The species uses an 'air gun' dispersal mechanism, where spores are explosively discharged from the capsule by built-up air pressure (approximately 5 × 10^{5} Pascals) during warm, dry conditions. S. squarrosums large capsules are particularly effective at this dispersal method, shooting spores higher into the air than smaller-capsuled species. Studies have shown that only about 7% of spores remain in the capsule after discharge, with another 7% landing within the parent colony. The fact that only about 11% of released spores are found within 3.2 m of the parent plant suggests the majority of spores are capable of long-distance dispersal.

==Evolutionary history==

Genetic studies of European populations suggest that S. squarrosum likely survived the Last Glacial Maximum in multiple scattered refugia across Europe. Analysis of chloroplast DNA variation indicates that the species maintained relatively stable historical population sizes and experienced less severe population bottlenecks during glacial periods compared to some other Sphagnum species.

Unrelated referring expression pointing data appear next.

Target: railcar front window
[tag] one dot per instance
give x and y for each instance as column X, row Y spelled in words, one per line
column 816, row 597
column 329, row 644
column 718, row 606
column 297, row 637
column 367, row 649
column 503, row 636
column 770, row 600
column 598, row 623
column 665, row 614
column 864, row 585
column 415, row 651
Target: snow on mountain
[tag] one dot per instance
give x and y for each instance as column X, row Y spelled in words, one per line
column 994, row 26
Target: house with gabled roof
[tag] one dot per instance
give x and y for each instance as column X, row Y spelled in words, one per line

The species has high genetic diversity, with widely distributed haplotypes and weak geographic structure in Europe. This pattern suggests the species spread from multiple refugial populations after the last ice age. Some genetic variants found at higher altitudes may represent ancient lineages that were once more widely distributed across European tundra following the LGM.

==Fossil history==

Sphagnum squarrosum appears in late Holocene subfossil records, notably from peat deposits in northwestern Iran dating back approximately 2,000 years. These subfossil remains were found in the Tuska Tchal peat bog at an elevation of 1034 m, where evidence suggests the species was continuously present from around 2,000 years ago through to recent times. The presence of associated sphagnophilous (Sphagnum-loving) organisms in these deposits, including the fungus Geoglossum sphagnophilum and the rotifer species Habrotrocha angusticollis, further confirms the long-term presence of S. squarrosum at this site.

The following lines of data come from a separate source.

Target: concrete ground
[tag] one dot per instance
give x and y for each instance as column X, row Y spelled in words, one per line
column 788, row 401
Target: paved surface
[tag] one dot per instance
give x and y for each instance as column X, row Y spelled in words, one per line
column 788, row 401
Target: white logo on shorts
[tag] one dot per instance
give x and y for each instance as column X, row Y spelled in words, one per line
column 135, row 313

These Iranian subfossil populations may be glacial relicts from the last ice age, when colder conditions allowed the species to expand its range southward. Such findings suggest that highland wetland sites in Iran served as interglacial refugia for boreal species like S. squarrosum.

==Associated species==

Sphagnum squarrosum is a specific host to the fungal parasite Discinella schimperi (formerly Helotium schimperi), which infects specialised mucilaginous cells in the moss. The fungus is highly host-specific, infecting only S. squarrosum and not other Sphagnum species. Herbarium studies indicate that about half or more of examined S. squarrosum samples were infected with D. schimperi, suggesting a widespread relationship between the two species. The fungus has been documented throughout the moss's circumpolar range, including North America, Europe, and Asia.